This tutorial will guide you on how to use the pix2pix software for learning image transformation functions between a parallel dataset of corresponding image pairs.

What does pix2pix do?

pix2pix implements a generic image-to-image translation using conditional adversarial networks. Functionally, this means it can be trained to convert one type of image into another type of image, learning the relationship between two related types of images. A very good description of what pix2pix does can be found here, as well as an online demo.

The nice thing about pix2pix is that it is generic – it does not require pre-defining the relationship between the two types of images. In contrast, previous methods for doing image translation were limited to a set of pre-defined tasks – for example, converting grayscale images to color, upsampling (converting a low-resolution image into a high-resolution one), etc. pix2pix makes no assumptions about the relationship and instead learns the objective during training, making it highly flexible, and adaptable.

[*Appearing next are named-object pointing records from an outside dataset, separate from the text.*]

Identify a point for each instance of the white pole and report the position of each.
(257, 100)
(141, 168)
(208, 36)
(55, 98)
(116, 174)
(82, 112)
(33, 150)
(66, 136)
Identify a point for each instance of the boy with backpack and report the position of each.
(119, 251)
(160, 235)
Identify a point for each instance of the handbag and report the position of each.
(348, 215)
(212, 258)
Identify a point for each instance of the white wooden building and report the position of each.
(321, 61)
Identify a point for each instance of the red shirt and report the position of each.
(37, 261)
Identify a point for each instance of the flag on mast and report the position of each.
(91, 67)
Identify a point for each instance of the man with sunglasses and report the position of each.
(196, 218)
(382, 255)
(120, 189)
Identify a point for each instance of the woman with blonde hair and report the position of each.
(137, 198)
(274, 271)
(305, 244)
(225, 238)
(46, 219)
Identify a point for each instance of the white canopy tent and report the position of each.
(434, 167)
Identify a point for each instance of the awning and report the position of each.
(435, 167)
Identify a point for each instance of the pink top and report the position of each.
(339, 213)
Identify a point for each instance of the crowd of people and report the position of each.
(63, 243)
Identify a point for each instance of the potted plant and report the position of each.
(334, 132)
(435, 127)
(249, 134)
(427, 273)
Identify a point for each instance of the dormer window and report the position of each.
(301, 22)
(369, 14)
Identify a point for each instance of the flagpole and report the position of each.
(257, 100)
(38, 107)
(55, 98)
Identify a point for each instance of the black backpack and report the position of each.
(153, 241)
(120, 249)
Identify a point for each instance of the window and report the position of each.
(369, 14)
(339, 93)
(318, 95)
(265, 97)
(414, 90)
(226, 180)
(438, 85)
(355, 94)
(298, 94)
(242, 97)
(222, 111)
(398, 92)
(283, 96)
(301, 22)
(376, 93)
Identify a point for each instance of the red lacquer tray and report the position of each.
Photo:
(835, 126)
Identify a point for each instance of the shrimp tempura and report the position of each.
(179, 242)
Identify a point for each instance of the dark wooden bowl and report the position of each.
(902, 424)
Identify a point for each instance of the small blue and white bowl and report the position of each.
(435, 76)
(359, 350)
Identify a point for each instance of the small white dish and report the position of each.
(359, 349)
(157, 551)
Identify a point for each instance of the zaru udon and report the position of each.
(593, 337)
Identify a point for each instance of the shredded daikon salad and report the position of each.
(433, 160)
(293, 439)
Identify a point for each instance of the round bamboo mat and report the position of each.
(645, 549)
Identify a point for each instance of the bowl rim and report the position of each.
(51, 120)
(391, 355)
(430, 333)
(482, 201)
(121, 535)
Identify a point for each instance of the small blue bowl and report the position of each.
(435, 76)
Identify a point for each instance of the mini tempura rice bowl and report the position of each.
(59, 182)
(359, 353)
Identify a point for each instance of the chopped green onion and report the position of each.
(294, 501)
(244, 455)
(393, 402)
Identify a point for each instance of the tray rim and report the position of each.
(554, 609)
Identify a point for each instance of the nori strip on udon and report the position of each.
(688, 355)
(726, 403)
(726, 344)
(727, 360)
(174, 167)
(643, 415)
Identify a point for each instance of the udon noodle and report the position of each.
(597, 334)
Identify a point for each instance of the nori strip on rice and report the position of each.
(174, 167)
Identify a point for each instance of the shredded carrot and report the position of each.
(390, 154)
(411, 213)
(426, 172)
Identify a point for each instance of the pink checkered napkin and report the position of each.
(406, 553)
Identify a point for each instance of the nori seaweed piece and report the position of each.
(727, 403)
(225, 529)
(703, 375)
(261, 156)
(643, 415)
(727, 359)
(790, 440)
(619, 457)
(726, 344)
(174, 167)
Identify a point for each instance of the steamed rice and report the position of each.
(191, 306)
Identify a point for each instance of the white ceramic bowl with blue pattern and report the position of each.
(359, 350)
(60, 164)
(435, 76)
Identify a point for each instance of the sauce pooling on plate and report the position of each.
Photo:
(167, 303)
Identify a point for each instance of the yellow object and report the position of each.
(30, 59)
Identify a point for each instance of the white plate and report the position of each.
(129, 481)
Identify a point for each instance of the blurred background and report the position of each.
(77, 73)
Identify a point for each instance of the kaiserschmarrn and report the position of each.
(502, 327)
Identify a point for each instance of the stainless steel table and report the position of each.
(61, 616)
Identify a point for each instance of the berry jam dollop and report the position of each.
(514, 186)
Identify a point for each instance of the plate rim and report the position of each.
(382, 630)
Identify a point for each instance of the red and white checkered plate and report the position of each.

Another advantage of pix2pix is that it requires a relatively small number of examples – for a low-complexity task, perhaps only 100-200 samples, and usually less than 1000, in contrast to networks which often requires tens or even hundreds of thousands of samples. The downside is that the model loses some generality, perhaps overfitting to the training samples, and thus can feel a bit repetitive. Still, those practical advantages make it extremely easy to deploy for a wide variety of images, enabling rapid experimentation.

More formally

In using pix2pix, there are two modes. The first is training a model from a dataset of known samples, and the second is testing the model by generating new transformations from previously unseen samples.

Training pix2pix means creating, learning the parameters for, and saving the neural network which will convert an image of type X into an image of type Y. In most of the examples that we talked about, we assumed Y to be some “real” image of dense content and X to be a symbolic representation of it. An example of this would be converting images of lines into satellite photographs. This is useful because it allows us to generate sophisticated and detailed imagery from quick and minimal representations. The reverse is possible as well; to train a network to convert the real imagery into its corresponding symbolic form. This can be useful for many practical tasks; for example automatically finding and labeling roads and infrastructure in satellite images.

Once a model has been generated, we use testing mode to output new samples. For example, if we trained X->Y where X is a symbolic form and Y is the real form, then we make generative Y images from previously unseen X symbolic images.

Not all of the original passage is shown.